Growing Green Manure Crops – Practice on the Small Scale First

“Green manure” cover crops are grown and then plowed under, or incorporated, into the soil.  The green vegetation feeds soil critters, makes the soil nice and crumbly, and most of the roots become organic matter.  Green manure crops are a good, cheap fertilizer because 95% of the vegetation comes “free” from photosynthesis, and the 5% that contains minerals from the soil is returned to the soil, in even better plant form.  This post describes the benefits of practicing growing green manure crops on the small scale first… 

Rich made a good comment on my last blog post.  He grows small scale garden plots of green manure crops and takes note of their attributes, both good and bad.  After I read his comment, I realized this is the way to go.  Instead of spending hard-earned money on 25 acres’ worth of cover crop seed that I’ve never grown before (and risking crop failure), it’s wise to practice growing these crops on the small scale first.

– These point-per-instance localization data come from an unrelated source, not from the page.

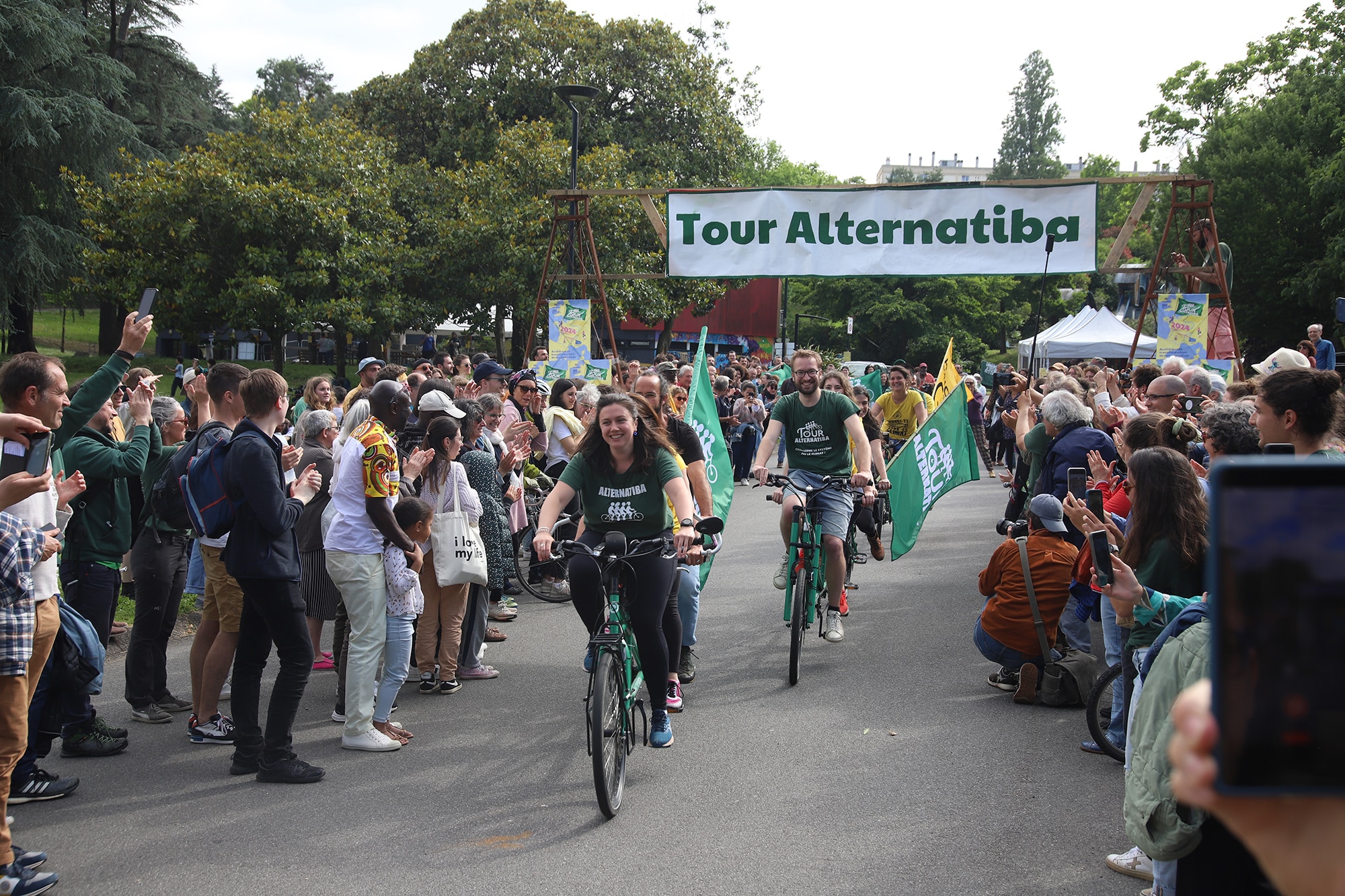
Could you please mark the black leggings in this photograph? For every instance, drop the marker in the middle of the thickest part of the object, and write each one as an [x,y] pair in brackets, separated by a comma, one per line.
[650,603]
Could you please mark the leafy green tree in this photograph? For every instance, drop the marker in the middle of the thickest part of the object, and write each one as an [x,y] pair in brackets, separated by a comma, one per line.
[1032,128]
[672,106]
[295,80]
[56,112]
[279,229]
[766,165]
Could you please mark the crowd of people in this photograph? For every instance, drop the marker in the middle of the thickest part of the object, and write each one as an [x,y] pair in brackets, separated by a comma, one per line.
[344,505]
[1147,438]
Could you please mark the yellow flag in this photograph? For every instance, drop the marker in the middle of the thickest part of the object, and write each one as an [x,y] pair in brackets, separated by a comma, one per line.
[949,380]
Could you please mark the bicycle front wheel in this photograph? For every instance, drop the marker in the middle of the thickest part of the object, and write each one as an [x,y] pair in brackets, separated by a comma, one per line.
[1100,713]
[798,620]
[548,580]
[607,732]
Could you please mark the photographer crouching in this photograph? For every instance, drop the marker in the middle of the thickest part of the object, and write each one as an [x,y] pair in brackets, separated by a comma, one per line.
[1005,633]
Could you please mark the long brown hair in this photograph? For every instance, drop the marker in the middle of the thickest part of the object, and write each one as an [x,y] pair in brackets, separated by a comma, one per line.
[1167,502]
[646,442]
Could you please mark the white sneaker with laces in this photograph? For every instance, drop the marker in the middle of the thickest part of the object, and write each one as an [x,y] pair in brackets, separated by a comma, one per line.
[1133,862]
[835,630]
[372,740]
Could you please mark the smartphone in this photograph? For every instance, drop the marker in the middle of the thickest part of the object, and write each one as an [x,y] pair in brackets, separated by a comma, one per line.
[1277,577]
[1078,482]
[1102,557]
[147,302]
[15,458]
[1094,502]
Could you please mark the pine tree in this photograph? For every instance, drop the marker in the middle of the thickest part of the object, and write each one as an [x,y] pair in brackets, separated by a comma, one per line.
[1032,127]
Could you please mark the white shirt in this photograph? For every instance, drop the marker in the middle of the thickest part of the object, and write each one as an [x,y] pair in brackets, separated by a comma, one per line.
[352,530]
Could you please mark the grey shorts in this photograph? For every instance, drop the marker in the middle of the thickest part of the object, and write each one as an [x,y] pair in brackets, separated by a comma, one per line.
[836,506]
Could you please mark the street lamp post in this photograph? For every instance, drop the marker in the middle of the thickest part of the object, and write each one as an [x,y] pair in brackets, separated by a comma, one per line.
[570,93]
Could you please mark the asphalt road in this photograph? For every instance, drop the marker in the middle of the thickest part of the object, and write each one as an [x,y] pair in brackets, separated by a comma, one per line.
[891,767]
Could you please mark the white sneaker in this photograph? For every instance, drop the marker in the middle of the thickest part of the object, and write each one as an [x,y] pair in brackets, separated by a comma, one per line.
[372,740]
[1133,862]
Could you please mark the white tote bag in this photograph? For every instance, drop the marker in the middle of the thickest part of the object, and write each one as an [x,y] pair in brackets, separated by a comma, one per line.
[459,555]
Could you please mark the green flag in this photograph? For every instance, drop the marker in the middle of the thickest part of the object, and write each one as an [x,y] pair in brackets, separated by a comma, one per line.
[941,456]
[703,416]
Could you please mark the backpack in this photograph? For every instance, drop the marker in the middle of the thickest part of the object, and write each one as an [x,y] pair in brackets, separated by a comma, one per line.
[166,499]
[205,493]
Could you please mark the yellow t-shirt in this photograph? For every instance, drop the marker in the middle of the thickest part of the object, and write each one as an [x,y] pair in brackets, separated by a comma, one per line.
[899,420]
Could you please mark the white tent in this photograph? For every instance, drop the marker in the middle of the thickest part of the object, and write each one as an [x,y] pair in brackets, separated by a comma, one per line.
[1090,334]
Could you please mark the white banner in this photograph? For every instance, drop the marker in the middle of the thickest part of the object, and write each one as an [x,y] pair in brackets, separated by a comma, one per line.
[935,231]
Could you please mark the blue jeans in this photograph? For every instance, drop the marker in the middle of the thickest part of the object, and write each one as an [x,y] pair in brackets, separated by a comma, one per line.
[1114,639]
[689,603]
[397,657]
[196,572]
[1077,630]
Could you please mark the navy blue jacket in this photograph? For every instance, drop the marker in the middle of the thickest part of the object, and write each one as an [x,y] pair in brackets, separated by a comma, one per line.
[262,542]
[1070,448]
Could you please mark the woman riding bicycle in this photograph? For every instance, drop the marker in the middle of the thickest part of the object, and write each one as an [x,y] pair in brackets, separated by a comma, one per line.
[622,471]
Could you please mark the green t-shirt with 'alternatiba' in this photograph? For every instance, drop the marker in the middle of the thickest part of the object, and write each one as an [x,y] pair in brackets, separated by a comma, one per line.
[816,438]
[631,502]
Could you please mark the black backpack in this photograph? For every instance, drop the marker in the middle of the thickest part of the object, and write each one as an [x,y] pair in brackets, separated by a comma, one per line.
[167,499]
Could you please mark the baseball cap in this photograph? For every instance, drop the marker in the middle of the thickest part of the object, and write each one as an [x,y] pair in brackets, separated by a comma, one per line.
[490,369]
[1050,512]
[436,400]
[1284,360]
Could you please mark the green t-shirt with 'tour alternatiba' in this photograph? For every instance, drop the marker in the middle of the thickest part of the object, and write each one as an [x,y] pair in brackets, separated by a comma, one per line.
[631,502]
[816,438]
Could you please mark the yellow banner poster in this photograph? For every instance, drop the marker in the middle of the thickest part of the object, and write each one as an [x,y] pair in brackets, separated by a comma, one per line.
[1183,326]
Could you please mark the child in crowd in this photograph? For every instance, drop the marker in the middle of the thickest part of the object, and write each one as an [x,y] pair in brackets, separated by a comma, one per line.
[406,603]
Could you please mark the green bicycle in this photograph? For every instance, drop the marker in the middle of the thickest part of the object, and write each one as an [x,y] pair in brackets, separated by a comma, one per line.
[617,676]
[806,592]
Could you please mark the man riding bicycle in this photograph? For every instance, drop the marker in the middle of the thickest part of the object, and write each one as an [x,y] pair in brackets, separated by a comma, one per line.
[818,428]
[903,408]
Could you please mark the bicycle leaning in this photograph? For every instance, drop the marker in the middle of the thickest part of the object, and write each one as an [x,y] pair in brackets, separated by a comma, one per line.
[806,589]
[617,677]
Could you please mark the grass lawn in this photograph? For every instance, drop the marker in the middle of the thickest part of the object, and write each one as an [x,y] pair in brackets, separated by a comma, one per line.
[81,356]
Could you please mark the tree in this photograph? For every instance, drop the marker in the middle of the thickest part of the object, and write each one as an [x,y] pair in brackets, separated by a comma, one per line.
[675,107]
[54,114]
[295,80]
[287,227]
[766,165]
[1268,130]
[1032,127]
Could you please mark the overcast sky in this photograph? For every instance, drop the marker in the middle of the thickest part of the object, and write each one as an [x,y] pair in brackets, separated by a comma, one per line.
[845,84]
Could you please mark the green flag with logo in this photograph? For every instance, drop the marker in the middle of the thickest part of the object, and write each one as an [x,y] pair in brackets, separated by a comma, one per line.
[939,458]
[703,416]
[874,382]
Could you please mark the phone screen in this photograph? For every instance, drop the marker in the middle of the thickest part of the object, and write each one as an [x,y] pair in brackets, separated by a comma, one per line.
[147,302]
[1094,501]
[1078,482]
[1278,596]
[1102,556]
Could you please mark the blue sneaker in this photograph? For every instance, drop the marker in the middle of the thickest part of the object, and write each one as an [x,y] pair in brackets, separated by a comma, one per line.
[17,880]
[661,729]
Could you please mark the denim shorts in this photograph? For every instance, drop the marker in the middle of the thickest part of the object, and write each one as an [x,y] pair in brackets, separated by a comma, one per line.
[836,506]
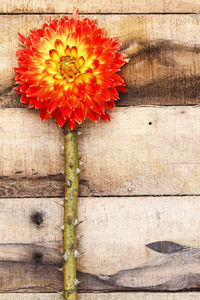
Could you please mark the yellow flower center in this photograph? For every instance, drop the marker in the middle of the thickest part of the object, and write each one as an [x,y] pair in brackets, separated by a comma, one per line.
[69,66]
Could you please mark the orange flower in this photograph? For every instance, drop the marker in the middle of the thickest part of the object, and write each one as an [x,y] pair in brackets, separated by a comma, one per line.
[68,70]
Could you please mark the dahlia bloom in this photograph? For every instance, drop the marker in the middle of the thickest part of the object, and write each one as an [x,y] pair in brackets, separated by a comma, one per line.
[67,69]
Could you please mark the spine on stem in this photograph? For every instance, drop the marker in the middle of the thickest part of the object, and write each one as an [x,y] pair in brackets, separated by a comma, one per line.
[70,213]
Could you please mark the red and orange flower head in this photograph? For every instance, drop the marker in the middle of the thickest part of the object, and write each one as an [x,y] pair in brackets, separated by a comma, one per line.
[68,70]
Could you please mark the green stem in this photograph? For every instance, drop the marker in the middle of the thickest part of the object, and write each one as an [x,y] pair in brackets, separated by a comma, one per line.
[70,213]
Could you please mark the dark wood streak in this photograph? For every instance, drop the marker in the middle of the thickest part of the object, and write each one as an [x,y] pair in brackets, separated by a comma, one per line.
[39,186]
[34,272]
[178,83]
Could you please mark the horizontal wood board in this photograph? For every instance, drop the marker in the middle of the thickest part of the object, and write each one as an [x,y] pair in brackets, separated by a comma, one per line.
[164,52]
[89,6]
[106,296]
[142,151]
[139,243]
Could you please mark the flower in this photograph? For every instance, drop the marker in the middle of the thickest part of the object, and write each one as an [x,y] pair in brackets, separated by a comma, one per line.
[67,69]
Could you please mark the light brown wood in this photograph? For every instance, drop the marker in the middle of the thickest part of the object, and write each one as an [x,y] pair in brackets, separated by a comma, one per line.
[142,151]
[106,296]
[137,243]
[164,52]
[89,6]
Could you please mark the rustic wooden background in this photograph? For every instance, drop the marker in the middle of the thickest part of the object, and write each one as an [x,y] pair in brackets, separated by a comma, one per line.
[140,178]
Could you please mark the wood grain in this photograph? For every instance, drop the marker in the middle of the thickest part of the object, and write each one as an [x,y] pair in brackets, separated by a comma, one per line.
[89,6]
[139,243]
[164,52]
[142,151]
[104,296]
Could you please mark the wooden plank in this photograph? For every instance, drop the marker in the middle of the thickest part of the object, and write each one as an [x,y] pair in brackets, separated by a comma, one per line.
[138,243]
[89,6]
[106,296]
[142,151]
[164,52]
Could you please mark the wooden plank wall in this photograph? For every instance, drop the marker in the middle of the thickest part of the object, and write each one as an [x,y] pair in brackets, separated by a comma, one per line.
[140,173]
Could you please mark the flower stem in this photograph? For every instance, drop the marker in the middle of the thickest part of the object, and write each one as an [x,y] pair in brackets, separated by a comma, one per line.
[70,213]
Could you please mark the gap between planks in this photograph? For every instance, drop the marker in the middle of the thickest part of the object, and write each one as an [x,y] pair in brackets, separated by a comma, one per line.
[158,236]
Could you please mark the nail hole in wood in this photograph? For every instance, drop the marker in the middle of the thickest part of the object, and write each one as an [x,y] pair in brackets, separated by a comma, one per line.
[37,257]
[37,218]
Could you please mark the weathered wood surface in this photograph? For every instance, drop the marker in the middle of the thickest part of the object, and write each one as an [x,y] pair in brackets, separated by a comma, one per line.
[89,6]
[142,151]
[139,243]
[164,52]
[106,296]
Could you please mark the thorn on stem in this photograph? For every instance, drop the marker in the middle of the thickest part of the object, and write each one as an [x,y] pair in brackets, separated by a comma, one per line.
[75,222]
[69,183]
[76,253]
[77,282]
[65,256]
[60,228]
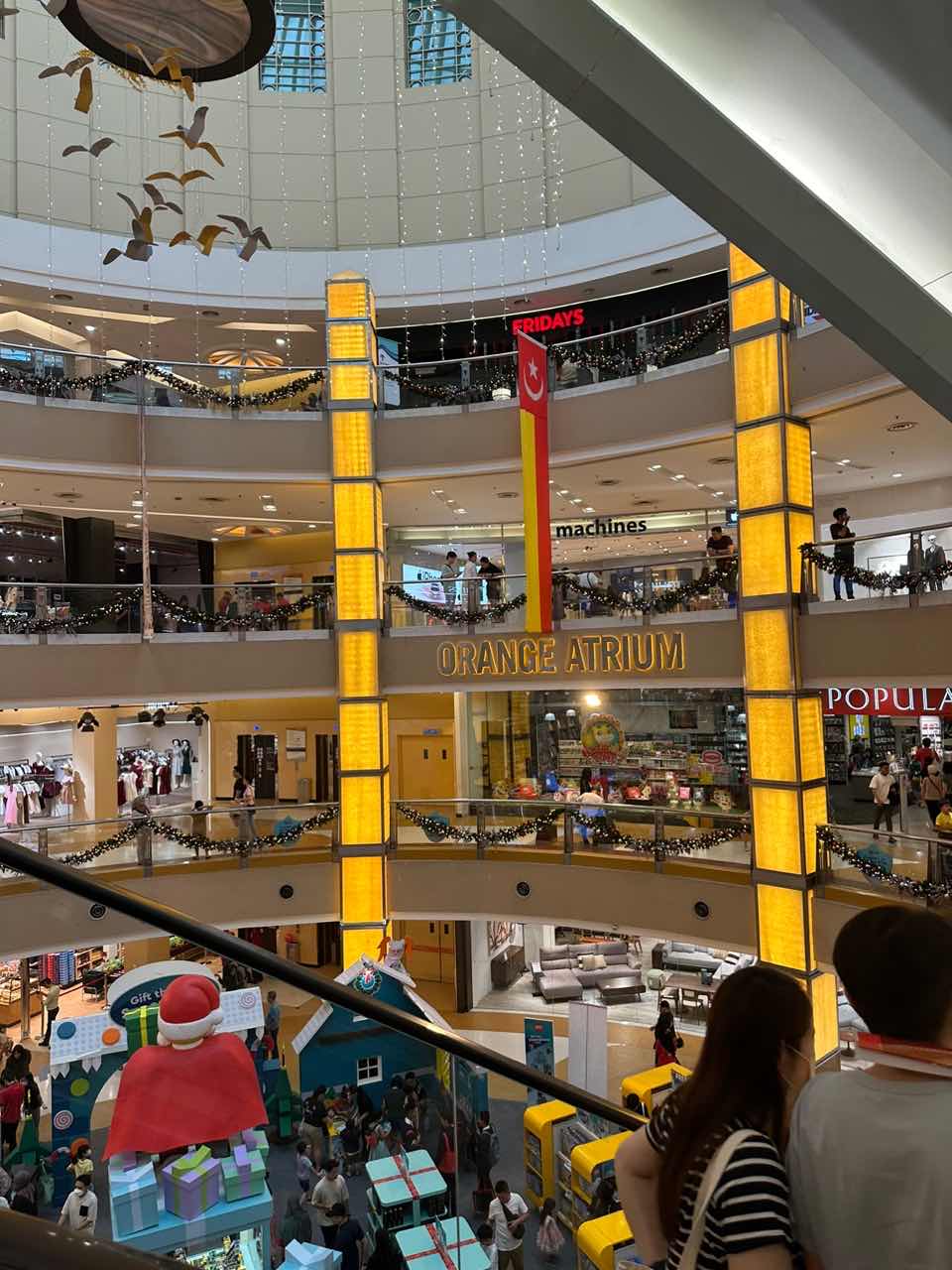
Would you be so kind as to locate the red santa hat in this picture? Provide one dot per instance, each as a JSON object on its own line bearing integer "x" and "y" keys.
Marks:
{"x": 189, "y": 1008}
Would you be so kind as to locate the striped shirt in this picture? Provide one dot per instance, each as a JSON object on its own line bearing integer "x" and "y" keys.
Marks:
{"x": 749, "y": 1207}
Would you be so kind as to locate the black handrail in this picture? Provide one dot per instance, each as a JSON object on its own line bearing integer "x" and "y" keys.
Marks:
{"x": 172, "y": 920}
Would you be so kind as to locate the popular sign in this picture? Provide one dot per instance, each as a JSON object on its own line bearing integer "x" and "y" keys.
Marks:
{"x": 562, "y": 318}
{"x": 889, "y": 701}
{"x": 583, "y": 654}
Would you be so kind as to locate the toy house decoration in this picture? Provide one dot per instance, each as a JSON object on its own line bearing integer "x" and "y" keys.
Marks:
{"x": 338, "y": 1047}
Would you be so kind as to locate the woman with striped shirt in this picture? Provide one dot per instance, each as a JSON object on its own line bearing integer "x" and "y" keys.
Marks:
{"x": 753, "y": 1065}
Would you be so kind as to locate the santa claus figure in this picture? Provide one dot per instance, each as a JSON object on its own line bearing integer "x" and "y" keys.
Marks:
{"x": 193, "y": 1086}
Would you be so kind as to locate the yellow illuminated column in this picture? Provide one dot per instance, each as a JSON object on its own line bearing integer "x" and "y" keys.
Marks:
{"x": 358, "y": 574}
{"x": 784, "y": 722}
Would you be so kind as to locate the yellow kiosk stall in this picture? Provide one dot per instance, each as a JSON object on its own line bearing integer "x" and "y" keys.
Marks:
{"x": 539, "y": 1151}
{"x": 644, "y": 1091}
{"x": 590, "y": 1164}
{"x": 606, "y": 1243}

My previous blog post explained our rotovator woes and our newbie farmer puzzlement over the poor germination of our rye & vetch winter cover crop.  In early September, I also planted some rye and vetch on the small scale – in our veggie garden beds.  Because these plants germinated wonderfully, I know the poor field germination is not the seed’s fault.  I’m also noticing different growth patterns of the rye and vetch that were planted at different dates– valuable info for how these two germinate and grow in our climate as winter approaches. 

Rye & vetch winter cover crop with dead buckwheat stems. Rye and vetch planted 9/9/11. Pic taken 11/20/11.

Rye and vetch’s interaction with buckwheat is another valuable piece of information I gained.  In the veggie beds this summer, as harvested produce left bare spots, I planted buckwheat to quickly cover the soil.  By mid-September, most of the veggie beds were full of buckwheat.  A lot of it had already made seed.  I decided to hoe it down into the topsoil so it could improve the soil’s texture and feed the critters.  I let the soil digest it for a couple of weeks, then planted rye and vetch.  Before the rye and vetch germinated, a lot of buckwheat from the hoed-in mature seeds started coming up.  I thought, “Ah oh, the buckwheat might out-compete the rye and vetch!”  This turned out to not be the case.  Check out the picture – the rye and vetch germinated with gusto, the buckwheat died quickly after frost, and the vetch started climbing up the buckwheat stems.  Yay, it worked!

So next year, I can use my buckwheat know-how to confidently plant it in the fields as a summer cover crop, then rotovate it into the soil, and then (after checking soil fluffiness) plant rye and vetch with no fear of it not germinating because of buckwheat competition.  Knock on wood, because this sounds like I’m setting myself up for another “lesson”!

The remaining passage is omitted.